When I came to write it, I wanted to not minimize the city’s economic disparities, but at the same time to suggest that our common environment hints at different model for a society than the one we presently try each day at our employment to make functional. In terms of form, the poem is structured in two thirteen-line stanzas, followed by a third six-line one. The first stanza emphasizes the city’s residential districts (where the city’s inhabitants are “most at home”). The second stanza is focused on the commercial areas. Since these neighborhoods have blurry boundaries, some sense of the commercial is found in the residential stanza (“delivery trucks / and jammed buses”) and some sense of the residential is found in the commercial (that solitary walker beside a sodden English Bay or Kitsilano beach).

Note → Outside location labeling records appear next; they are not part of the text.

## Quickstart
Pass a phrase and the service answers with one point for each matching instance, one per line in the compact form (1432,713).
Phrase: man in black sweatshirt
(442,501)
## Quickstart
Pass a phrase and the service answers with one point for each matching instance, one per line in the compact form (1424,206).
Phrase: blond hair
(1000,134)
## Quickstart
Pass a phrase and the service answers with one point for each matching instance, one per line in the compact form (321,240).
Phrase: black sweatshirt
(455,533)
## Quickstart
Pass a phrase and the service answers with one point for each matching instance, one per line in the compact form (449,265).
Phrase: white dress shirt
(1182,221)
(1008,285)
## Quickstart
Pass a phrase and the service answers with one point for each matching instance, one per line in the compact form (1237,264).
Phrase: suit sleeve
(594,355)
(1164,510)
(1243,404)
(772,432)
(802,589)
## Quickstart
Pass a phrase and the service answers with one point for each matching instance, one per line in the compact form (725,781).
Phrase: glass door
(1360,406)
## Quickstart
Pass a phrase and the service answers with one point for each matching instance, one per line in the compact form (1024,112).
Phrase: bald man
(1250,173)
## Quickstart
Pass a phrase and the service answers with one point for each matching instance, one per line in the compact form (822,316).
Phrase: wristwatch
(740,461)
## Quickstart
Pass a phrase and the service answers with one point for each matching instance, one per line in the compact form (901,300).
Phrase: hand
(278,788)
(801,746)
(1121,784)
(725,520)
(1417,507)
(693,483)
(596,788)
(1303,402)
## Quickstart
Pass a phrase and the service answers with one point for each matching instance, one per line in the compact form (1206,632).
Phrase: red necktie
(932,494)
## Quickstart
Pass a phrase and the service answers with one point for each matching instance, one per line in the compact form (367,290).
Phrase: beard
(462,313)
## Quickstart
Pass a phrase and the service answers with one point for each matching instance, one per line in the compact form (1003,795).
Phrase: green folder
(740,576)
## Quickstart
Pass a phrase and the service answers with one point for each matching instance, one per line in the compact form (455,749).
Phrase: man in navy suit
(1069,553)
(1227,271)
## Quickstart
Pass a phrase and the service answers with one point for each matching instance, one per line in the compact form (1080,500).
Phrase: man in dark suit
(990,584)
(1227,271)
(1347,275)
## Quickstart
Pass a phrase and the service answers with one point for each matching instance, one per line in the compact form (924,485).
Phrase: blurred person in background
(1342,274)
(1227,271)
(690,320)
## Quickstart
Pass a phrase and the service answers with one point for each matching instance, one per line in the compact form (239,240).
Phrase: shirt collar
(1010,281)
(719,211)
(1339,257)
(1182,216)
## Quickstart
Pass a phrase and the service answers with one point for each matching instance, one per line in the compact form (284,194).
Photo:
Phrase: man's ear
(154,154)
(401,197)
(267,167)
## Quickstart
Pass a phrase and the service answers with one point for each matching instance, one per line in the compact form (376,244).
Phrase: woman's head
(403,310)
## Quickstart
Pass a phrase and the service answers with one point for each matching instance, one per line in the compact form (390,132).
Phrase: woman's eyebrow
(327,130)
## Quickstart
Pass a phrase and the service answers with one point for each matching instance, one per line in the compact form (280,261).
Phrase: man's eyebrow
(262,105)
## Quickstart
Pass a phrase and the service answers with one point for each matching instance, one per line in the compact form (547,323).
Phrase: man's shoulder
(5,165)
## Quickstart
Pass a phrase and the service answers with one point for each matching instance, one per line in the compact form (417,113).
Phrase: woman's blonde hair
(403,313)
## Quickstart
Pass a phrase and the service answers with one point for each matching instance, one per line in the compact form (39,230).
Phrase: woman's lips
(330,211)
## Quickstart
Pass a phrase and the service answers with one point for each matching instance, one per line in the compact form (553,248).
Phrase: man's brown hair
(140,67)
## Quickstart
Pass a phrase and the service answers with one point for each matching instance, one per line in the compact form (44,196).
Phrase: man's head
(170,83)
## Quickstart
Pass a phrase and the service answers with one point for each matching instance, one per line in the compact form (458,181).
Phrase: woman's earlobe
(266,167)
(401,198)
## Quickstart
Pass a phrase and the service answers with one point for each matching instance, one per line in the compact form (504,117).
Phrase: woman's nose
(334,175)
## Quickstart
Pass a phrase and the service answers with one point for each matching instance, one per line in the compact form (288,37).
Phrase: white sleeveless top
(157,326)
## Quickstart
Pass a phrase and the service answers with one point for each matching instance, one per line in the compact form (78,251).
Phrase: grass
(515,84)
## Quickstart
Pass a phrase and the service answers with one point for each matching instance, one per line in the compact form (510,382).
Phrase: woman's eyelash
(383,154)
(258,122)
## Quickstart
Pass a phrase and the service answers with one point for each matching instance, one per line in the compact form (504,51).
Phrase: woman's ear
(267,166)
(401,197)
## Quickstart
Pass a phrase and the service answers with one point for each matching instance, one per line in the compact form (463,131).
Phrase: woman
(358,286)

The third stanza returns the poem to a consideration of the title and the poem’s first sentence: how the city, for all its artificiality, has taken root and grown amid the succession of gales sweeping in from the Pacific. Vancouver now appears to be an almost-natural outgrowth of the underlying landforms and drainage systems, the city comfortable with the accomplishment its presence represents, at ease with its locale. In an era when many shrill voices try to convince us to dissociate ourselves from where we live, I believe the city under the falling water has something to teach.